このため、本発明のポリエステル樹脂組成物は、一旦成形工程を経て端材となったものを、再度ブロー成形に用いても、端材を構成する樹脂組成物はブロー成形時に熱分解が生じていないため、リサイクル成形を行っても、耐衝撃性に優れたブロー成形体を生産性よく得ることができる(リサイクル性にも優れている)。
そして、本発明の成形体は、色調、透明性、耐衝撃性に優れているため、種々の用途に用いることができる。
【発明を実施するための形態】
【0011】
以下、本発明を詳細に説明する。
本発明のポリエステル樹脂組成物は、1,4-シクロヘキサンジメタノール(以下CHDMと略すことがある)を共重合成分として特定量有するポリエステル樹脂(A)と、ビスフェノールAのエチレンオキサイド付加体(以下BAEOと略すことがある)を共重合成分として特定量含有するポリエステル樹脂(B)を適量含有するものである。
【0012】
ポリエステル樹脂(A)について説明する。
エチレンテレフタレートを主たる繰り返し単位とし、CHDMを共重合成分として2~15モル%含有するものであり、CHDMの共重合量は、中でも2~12モル%であることが好ましい。CHDMを含有(共重合)することにより、ポリエステル樹脂の結晶化速度をブロー成形に適したものに調整することができ、ブロー成形時の結晶化による白化を防ぐことができる。そして、得られるブロー成形体の耐衝撃性を向上させることができる。

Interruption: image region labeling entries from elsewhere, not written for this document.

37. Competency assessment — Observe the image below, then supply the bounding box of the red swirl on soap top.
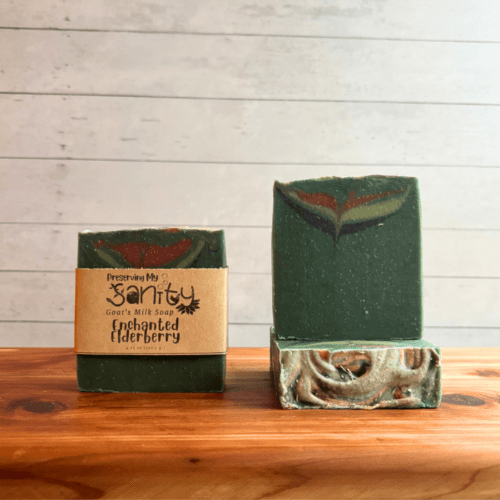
[297,189,406,215]
[94,238,193,269]
[297,189,339,215]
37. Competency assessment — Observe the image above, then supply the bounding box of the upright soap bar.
[273,176,422,341]
[77,228,226,392]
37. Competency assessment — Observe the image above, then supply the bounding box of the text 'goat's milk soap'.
[273,176,422,340]
[271,176,441,409]
[75,228,227,392]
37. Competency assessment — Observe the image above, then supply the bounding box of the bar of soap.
[273,176,422,341]
[271,329,441,409]
[77,228,226,392]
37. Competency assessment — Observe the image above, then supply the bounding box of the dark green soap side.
[273,176,422,340]
[76,228,226,392]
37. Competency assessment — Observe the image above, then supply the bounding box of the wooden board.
[0,30,500,104]
[0,349,500,499]
[0,0,500,41]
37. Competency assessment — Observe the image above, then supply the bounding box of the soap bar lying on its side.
[273,176,422,340]
[271,328,441,409]
[77,228,226,392]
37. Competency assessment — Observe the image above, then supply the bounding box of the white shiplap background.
[0,0,500,346]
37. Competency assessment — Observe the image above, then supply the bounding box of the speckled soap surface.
[77,228,226,392]
[271,331,441,409]
[273,176,422,340]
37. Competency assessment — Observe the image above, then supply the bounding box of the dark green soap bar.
[77,228,226,392]
[271,329,441,410]
[273,176,422,341]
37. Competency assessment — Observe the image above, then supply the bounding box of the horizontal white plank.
[0,30,500,104]
[0,323,500,348]
[0,161,500,229]
[0,273,500,328]
[0,95,500,166]
[0,0,500,41]
[0,224,272,273]
[0,224,500,278]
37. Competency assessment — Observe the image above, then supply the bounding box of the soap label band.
[75,268,227,356]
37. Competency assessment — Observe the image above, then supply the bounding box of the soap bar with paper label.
[75,228,227,392]
[273,176,422,341]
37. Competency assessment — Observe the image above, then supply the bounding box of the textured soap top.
[273,176,422,341]
[78,228,226,269]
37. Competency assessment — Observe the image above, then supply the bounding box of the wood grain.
[0,224,500,279]
[0,160,500,229]
[0,95,500,166]
[0,30,500,104]
[0,349,500,498]
[0,0,500,41]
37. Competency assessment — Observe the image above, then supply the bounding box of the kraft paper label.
[75,269,227,355]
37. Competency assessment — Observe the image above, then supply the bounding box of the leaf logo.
[276,182,408,243]
[177,299,200,315]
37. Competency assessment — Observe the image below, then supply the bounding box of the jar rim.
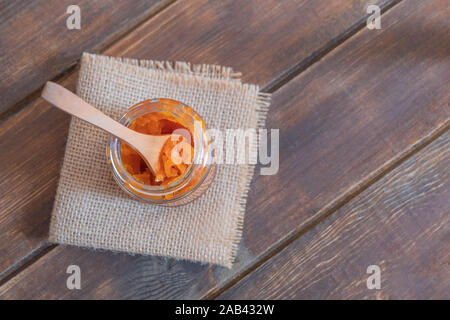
[107,98,210,201]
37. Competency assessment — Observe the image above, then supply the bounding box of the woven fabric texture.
[49,53,270,267]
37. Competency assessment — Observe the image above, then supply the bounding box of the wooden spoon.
[41,81,178,174]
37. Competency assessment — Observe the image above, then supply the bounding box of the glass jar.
[107,99,215,206]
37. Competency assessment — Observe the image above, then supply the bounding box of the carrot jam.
[120,112,194,186]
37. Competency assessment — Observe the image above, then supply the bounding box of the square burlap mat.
[49,53,270,267]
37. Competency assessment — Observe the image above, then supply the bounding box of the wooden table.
[0,0,450,299]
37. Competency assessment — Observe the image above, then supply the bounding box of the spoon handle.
[41,81,139,145]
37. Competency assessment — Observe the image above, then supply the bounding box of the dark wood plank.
[220,132,450,299]
[0,0,390,278]
[0,0,169,113]
[0,0,449,298]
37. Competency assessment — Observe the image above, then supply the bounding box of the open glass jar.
[107,99,215,206]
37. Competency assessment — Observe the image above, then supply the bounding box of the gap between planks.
[0,0,410,290]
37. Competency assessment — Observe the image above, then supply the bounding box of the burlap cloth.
[49,53,270,267]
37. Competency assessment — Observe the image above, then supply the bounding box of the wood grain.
[0,0,390,279]
[0,0,449,298]
[0,0,168,113]
[220,132,450,299]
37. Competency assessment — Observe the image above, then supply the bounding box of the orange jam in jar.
[107,99,215,206]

CHDMの共重合量が2モル%未満の場合、CHDMを共重合することによる上記効果を十分に奏することができず、ブロー成形体の耐衝撃性を向上させることが困難となる。一方、CHDMの共重合量が15モル%を超えると、結晶化速度の調整が困難となり、成形性が悪化するとともに、リサイクル性に劣るものとなる。
【0013】
ポリエステル樹脂(A)中のエチレングリコールの割合は、70~99モル%であることが好ましく、中でも85~99モル%であることが好ましい。エチレングリコールとCHDM以外のグリコール成分としては、例えば、ネオペンチルグリコール、1,4-ブタンジオール、1,5-ペンタンジオール、1,6-ヘキサメチレンジオール、ジエチレングリコール、ビスフェノールAのエチレンオキサイド付加体、ダイマージオールなどを挙げることができる。
【0014】
グリコール成分のエチレングリコールの割合が70モル%未満であると、樹脂組成物の結晶性が低下し、非晶性のものとなりやすいため、耐衝撃性やリサイクル性に劣るものとなりやすい。一方、エチレングリコールの割合が98モル%を超えると、CHDMの共重合量が少なくなるため、CHDMを共重合することによる上記した効果を十分に奏することが困難となる。
【0015】
ポリエステル樹脂(A)中の酸成分としては、テレフタル酸の割合が70モル%以上であることが好ましく、中でもテレフタル酸の割合は80モル%以上、さらには90モル%以上であることが好ましい。テレフタル酸の割合が70モル%未満であると、樹脂の結晶性が低下し、非晶性のものとなりやすく、耐衝撃性やリサイクル性に劣るものとなりやすい。
【0016】
テレフタル酸以外の酸成分としては、フタル酸、無水フタル酸、イソフタル酸、ナフタレンジカルボン酸、アジピン酸、1,4-シクロヘキサンジカルボン酸、セバシン酸、ダイマー酸等が挙げられ、これらを2種類以上併用してもよく、これらの酸のエステル形成性誘導体を使用してもよい。
【0017】
ポリエステル樹脂(A)の極限粘度は、0.65~1.3であることが好ましく、中でも0.8~1.2であることが好ましい。極限粘度が0.65未満であると、得られる樹脂組成物の極限粘度が低くなりすぎるため、ブロー成形時にパリソンのドローダウンが大きくなり、成形が困難になる。また、成形体を得ることができたとしても耐衝撃性に劣るものとなる。一方、極限粘度が1.3を超えると、得られる樹脂組成物の極限粘度が高くなりすぎるため、成形温度を上げる必要があり、得られる成形体の色調や透明性が悪くなり、耐衝撃性も低下する。
【0018】
次に、ポリエステル樹脂(B)について説明する。
エチレンテレフタレートを主たる繰り返し単位とし、ビスフェノールAのエチレンオキサイド付加体を共重合成分として2~15モル%含有するものであり、ビスフェノールAのエチレンオキサイド付加体の共重合量は、中でも2~8モル%であることが好ましい。ビスフェノールAのエチレンオキサイド付加体を含有(共重合)することにより、ポリエステル樹脂の結晶化速度をブロー成形に適したものに調整することができ、ブロー成形時の結晶化による白化を防ぐことができる。そして、ポリエステル樹脂(A)による耐衝撃性を向上させる効果をより優れたものにすることが可能となる。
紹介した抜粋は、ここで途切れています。